Bischof Aillet betont, dass sich viele Menschen «unter Zwang» impfen liessen, um den Arbeitsplatz nicht zu verlieren und ihre Familien nicht zu gefährden – und um die Freiheit zu geniessen, weiter in Kinos, Restaurants oder auf Reisen gehen zu können. Er spricht vom «sozialen Tod» jener, die sich gegen die «Anreize» wehren, die Medien und das öffentliche Narrativ vermitteln.

Der Oberhirte fragt auch nach der moralischen Vertretbarkeit des „Impfstoffes“, ob es sich tatsächlich um eine Art «Gentherapie» handle und ob es nicht problematisch sei, dass bei der Erprobung, Entwicklung und Herstellung dieser Genpräparate die Zell-Linien abgetriebener Föten verwendet werden.

Quelle und vollständiger Text hier: https://corona-transition.org/franzosischer-bischof-viele-lassen-sich-unter-zwang-impfen-aus-sorge-um-den


3 Kommentare on “Frankreich: Bischof kritisiert Corona-Politik”

  1. juetz sagt:

    Ja, das mit dem Impfen .. ich bin zweimal durchgeimpft, meine Antikörper sind hoch, und das bedeutet: selbst wenn ich mich infiziere, besteht nicht unbedingt die Gefahr, einer schweren Erkrankung.
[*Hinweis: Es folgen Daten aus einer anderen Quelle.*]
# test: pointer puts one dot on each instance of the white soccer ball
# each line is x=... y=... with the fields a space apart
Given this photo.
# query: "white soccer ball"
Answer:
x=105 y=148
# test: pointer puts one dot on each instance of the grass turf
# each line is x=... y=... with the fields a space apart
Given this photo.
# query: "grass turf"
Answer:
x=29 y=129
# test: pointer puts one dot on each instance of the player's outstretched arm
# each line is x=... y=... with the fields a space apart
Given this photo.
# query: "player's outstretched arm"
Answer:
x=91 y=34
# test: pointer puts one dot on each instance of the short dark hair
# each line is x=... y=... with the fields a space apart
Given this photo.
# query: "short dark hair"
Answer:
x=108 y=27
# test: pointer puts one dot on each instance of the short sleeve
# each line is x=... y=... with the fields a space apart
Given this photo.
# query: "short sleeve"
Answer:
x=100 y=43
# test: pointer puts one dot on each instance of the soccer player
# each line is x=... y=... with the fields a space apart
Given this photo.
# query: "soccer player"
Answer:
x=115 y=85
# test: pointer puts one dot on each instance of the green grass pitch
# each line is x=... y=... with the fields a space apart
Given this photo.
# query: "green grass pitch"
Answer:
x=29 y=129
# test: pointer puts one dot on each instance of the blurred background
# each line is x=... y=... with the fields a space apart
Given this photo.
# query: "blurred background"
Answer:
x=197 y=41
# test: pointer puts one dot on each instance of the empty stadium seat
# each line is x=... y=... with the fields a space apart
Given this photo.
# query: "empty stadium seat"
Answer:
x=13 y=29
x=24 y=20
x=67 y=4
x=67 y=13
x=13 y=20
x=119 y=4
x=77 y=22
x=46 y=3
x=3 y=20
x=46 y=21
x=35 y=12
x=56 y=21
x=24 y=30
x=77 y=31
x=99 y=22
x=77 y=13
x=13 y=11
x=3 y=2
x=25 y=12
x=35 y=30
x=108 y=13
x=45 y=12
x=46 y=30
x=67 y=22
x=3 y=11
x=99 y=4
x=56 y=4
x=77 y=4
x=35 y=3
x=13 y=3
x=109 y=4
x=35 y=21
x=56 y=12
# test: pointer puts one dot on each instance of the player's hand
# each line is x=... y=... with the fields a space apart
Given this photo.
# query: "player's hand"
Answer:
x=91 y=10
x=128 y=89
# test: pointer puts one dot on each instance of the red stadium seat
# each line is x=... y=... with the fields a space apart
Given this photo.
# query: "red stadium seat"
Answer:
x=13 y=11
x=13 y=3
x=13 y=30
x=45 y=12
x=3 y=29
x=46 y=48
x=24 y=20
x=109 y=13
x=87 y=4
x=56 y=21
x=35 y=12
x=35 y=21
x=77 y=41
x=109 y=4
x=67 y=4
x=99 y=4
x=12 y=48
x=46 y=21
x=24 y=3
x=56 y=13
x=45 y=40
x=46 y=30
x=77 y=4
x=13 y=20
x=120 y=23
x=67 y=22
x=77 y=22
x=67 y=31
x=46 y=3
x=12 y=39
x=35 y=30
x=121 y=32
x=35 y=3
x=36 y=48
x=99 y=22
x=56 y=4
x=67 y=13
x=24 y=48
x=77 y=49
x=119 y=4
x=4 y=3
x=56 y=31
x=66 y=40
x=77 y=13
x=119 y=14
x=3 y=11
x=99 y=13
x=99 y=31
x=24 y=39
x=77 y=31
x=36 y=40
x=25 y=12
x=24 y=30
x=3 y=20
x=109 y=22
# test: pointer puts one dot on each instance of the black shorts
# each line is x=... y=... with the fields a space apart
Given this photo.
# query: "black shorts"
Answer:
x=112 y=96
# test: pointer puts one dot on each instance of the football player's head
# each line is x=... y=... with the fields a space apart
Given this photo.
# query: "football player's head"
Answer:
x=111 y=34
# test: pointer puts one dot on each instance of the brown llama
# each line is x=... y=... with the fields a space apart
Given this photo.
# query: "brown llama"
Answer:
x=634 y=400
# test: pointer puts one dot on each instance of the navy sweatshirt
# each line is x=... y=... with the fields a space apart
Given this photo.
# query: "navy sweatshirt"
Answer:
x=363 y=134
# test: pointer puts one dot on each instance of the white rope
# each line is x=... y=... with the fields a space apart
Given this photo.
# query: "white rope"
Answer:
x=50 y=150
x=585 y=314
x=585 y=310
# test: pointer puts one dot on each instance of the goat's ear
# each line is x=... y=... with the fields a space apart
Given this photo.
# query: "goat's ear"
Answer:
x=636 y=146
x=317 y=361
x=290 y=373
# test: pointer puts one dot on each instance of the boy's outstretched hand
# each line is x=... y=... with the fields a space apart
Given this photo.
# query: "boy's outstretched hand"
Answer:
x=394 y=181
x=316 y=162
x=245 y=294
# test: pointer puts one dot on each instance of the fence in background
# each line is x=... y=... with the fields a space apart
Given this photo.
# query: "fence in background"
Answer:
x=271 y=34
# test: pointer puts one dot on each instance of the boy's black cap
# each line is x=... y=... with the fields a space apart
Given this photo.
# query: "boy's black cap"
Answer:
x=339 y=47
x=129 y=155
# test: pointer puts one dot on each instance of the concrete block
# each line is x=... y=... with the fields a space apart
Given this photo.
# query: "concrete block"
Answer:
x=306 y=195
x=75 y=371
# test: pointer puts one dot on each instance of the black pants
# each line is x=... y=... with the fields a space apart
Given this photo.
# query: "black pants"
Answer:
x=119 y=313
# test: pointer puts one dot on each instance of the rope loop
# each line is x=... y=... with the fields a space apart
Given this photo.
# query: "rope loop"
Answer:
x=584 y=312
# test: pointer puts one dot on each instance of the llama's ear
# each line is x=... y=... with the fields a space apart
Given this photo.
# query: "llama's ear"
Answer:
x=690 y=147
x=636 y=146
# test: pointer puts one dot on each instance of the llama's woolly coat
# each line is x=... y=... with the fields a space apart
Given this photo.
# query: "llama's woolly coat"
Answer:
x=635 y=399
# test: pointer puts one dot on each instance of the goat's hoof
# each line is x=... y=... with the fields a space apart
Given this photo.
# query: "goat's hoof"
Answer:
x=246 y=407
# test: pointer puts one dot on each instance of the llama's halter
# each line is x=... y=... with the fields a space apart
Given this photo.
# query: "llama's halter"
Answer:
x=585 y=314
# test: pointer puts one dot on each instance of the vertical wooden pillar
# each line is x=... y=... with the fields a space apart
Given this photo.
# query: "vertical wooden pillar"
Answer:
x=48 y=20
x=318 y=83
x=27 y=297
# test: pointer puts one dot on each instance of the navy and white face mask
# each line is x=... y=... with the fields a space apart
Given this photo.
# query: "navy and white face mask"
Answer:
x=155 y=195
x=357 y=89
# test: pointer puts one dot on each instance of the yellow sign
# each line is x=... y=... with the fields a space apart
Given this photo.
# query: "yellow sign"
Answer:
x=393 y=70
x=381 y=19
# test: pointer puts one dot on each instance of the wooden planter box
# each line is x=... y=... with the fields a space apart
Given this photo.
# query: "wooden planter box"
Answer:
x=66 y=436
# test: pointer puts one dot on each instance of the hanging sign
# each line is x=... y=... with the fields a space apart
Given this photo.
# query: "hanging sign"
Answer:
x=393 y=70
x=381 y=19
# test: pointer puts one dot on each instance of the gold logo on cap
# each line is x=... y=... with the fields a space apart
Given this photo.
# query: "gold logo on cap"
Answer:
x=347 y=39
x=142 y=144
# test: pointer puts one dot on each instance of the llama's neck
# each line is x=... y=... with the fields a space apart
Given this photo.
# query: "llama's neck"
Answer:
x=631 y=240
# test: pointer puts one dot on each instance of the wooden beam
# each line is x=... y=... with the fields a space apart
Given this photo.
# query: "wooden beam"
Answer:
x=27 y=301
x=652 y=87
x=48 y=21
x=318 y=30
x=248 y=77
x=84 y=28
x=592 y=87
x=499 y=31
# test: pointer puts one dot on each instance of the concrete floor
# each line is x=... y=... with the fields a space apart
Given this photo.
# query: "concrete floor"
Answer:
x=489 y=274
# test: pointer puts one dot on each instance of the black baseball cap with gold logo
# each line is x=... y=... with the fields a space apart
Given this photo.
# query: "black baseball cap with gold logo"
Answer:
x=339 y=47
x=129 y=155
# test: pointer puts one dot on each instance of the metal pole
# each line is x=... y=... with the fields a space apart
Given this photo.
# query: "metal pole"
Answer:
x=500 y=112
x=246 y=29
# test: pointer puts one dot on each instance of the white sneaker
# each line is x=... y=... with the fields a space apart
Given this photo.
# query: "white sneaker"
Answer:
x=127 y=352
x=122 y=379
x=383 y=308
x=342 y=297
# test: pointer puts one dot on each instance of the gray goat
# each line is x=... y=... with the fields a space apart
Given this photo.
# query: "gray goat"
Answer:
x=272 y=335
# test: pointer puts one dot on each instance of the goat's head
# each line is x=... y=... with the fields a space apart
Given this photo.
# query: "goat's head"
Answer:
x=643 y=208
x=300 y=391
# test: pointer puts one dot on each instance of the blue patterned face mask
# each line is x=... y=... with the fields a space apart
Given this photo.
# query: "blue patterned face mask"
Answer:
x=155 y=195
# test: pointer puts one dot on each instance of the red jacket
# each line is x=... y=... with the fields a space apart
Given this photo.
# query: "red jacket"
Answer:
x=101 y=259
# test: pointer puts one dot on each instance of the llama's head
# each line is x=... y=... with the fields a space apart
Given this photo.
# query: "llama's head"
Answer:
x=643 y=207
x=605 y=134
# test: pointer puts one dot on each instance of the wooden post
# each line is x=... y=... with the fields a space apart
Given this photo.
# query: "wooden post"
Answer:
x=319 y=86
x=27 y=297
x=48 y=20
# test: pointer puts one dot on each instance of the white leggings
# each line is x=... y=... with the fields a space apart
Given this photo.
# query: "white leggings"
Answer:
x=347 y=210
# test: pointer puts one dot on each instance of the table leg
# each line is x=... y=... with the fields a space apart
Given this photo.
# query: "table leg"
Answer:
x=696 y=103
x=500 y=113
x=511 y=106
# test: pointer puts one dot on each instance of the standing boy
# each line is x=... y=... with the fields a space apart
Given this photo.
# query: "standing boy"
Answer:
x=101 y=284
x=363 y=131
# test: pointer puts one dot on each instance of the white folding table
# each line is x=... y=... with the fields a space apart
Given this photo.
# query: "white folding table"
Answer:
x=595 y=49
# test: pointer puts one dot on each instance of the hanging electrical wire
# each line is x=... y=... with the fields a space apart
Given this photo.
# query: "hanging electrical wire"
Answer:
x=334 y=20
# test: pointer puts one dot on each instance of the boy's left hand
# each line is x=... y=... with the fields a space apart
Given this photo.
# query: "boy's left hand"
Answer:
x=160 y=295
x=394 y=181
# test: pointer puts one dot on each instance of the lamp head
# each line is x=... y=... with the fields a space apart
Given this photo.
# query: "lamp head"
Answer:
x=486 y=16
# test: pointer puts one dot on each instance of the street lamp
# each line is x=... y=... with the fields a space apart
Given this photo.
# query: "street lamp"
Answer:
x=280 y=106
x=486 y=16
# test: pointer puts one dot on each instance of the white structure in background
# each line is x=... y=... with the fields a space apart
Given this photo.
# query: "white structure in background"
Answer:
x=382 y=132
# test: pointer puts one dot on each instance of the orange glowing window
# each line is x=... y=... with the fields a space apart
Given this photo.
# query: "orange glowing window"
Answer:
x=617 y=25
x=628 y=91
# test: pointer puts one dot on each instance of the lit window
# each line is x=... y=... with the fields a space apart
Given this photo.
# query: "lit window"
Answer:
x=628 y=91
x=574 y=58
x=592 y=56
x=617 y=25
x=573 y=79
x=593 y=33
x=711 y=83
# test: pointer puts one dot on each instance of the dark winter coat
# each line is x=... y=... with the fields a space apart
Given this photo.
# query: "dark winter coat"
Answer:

Und wie bei jeder Erkrankung wissen wir nie, wie schwer sie verlaufen wird.
    Und was die Linien der Abstammung betrifft der Impfstoffe .. a propos abgetriebene Föten .. und ich nehme das nicht auf die leichte Schulter: trotzdem bin ich froh, nicht zu wissen, wie viele Medikamente entstanden sind und was man mit Tieren alles angestellt hat … um zu einem Medikament zu kommen. Wenn es dann aber menschliche Probanden gibt, ist der Aufschrei wieder groß.
    Ja, wie jetzt?

    Hundert Prozent risikolose Medizin aber keinerlei Entwicklung und Forschung?

    Was ist mit der Ausrottung von Polio, Masern usw .. wieviel von „den“ Deutschen und Europäern wären noch übrigen, wenn …

    Aber in Zukunft sollte man es einfach draufankommen lassen, finde ich. Egal welche Krankheit: alles einfach laufen lassen.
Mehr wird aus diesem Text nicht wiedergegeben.